Venezuelan soldier killed in attack: govt

A Venezuelan soldier was killed yesterday during an attack on a military unit in the south of the country, the government said, blaming it on Brazil- and Peru-backed political foes.

“Early today, a military unit was attacked in the south of the country by extremist opposition factions, with a large number of weapons stolen,” the defense minister, General Vladimir Padrino, wrote on Twitter.

“It was in this terrorist attack that an army officer was killed.”

Local media reported that the attack took place in Gran Sabana, one of the main tourist areas in the country, in the southern state of Bolivar that borders Brazil.

The El Pitazo website said the attackers overtook the military detachment and a police station, taking more than 100 rifles.

Authorities have yet to confirm those reports.

Padrino added that several military and police units in the area pursued the perpetrators after the attack and managed to recover an unspecified number of rifles.

Communications Minister Jorge Rodriguez said the assailants had been “trained in fully identified paramilitary camps in Colombia.”

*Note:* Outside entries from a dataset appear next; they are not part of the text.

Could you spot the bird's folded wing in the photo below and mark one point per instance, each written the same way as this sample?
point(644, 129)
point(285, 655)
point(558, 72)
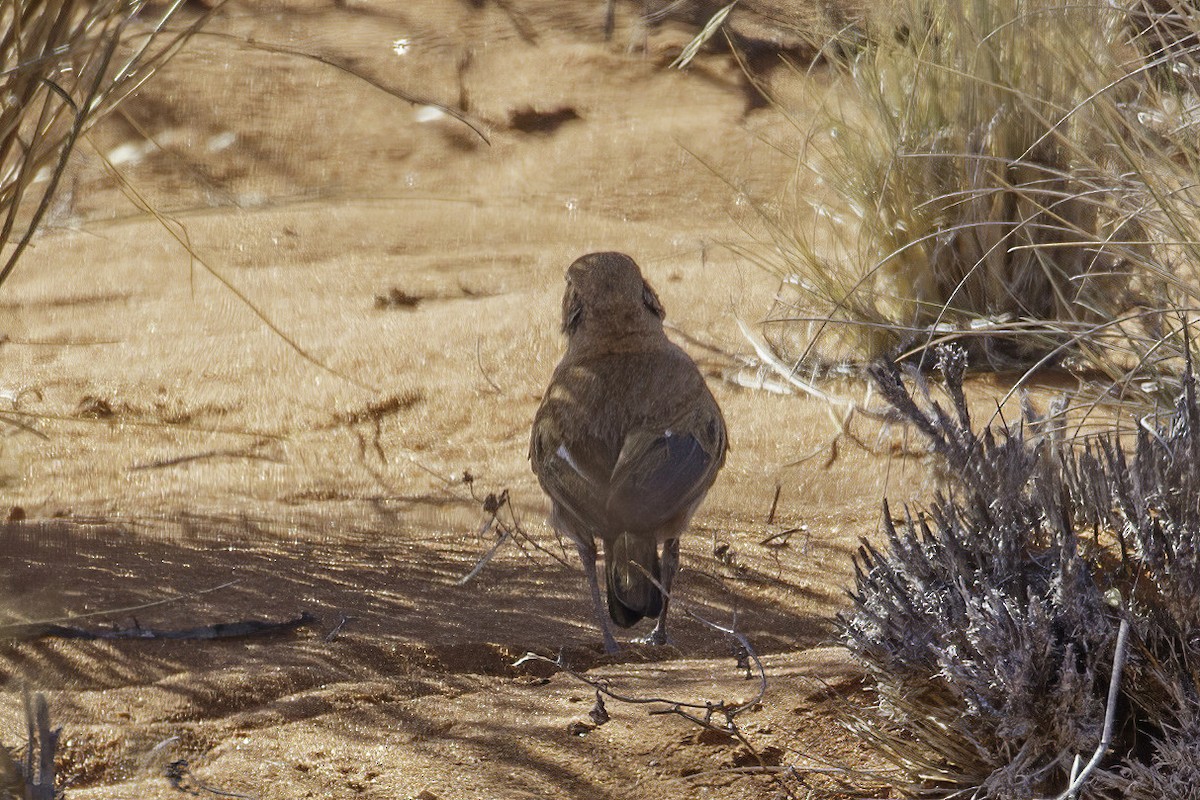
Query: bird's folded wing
point(659, 476)
point(571, 482)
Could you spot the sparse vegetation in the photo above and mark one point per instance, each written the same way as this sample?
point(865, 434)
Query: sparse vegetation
point(1005, 175)
point(988, 623)
point(64, 66)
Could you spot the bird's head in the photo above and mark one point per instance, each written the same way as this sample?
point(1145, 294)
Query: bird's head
point(606, 294)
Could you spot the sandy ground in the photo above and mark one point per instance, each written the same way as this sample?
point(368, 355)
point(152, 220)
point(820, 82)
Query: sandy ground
point(277, 420)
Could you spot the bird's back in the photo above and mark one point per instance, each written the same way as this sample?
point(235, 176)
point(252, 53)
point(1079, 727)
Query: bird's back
point(598, 439)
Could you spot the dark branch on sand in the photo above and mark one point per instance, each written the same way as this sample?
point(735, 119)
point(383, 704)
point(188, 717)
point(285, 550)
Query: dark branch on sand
point(219, 631)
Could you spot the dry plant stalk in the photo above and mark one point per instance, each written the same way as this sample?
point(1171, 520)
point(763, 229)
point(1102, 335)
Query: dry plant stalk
point(989, 621)
point(995, 179)
point(33, 777)
point(64, 65)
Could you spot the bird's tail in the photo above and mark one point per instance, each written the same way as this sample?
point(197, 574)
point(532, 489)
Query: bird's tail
point(629, 561)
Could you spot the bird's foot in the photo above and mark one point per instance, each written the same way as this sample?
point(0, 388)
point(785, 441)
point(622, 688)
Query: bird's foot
point(658, 637)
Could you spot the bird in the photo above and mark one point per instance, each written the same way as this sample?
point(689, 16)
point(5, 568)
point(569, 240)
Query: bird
point(627, 441)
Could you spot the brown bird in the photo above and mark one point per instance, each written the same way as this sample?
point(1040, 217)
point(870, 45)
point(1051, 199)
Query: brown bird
point(627, 441)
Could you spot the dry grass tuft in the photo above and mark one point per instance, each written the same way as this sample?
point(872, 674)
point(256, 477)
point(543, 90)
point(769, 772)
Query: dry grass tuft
point(989, 623)
point(1005, 175)
point(64, 65)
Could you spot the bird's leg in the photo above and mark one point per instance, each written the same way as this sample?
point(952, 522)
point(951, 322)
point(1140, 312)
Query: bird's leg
point(588, 557)
point(669, 567)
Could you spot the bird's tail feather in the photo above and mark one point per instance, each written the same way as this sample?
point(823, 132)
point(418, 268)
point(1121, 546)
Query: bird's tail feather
point(629, 563)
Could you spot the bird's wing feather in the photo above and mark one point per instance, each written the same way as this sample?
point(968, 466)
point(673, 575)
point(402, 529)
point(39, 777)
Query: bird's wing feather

They had also “received harmful cooperation from the government of (Brazil’s right-wing President) Jair Bolsonaro,” he charged.

Six people were arrested, Rodriguez said.

According to Padrino, the six captured provided “information of criminalistic interest” and state security agencies were pursuing their accomplices.

Foreign Minister Jorge Arreaza added that those involved are based in Peru and called the Peruvian authorities “accomplices” for allowing the organization to operate “with impunity.”

“It is a coup strategy of triangulated governments of the Lima cartel to produce violence, death and political destabilization in Venezuela,” he tweeted.

On December 14, Venezuela’s socialist government accused two lawmakers of plotting a coup attempt against Maduro, with the alleged involvement of the opposition leader Juan Guaido, who is recognized as interim president by some fifty countries.

According to Rodriguez, the plan, which included the taking of two barracks in the Sucre state, was part of an alleged conspiracy whose plotters wanted to extend to Caracas and other regions.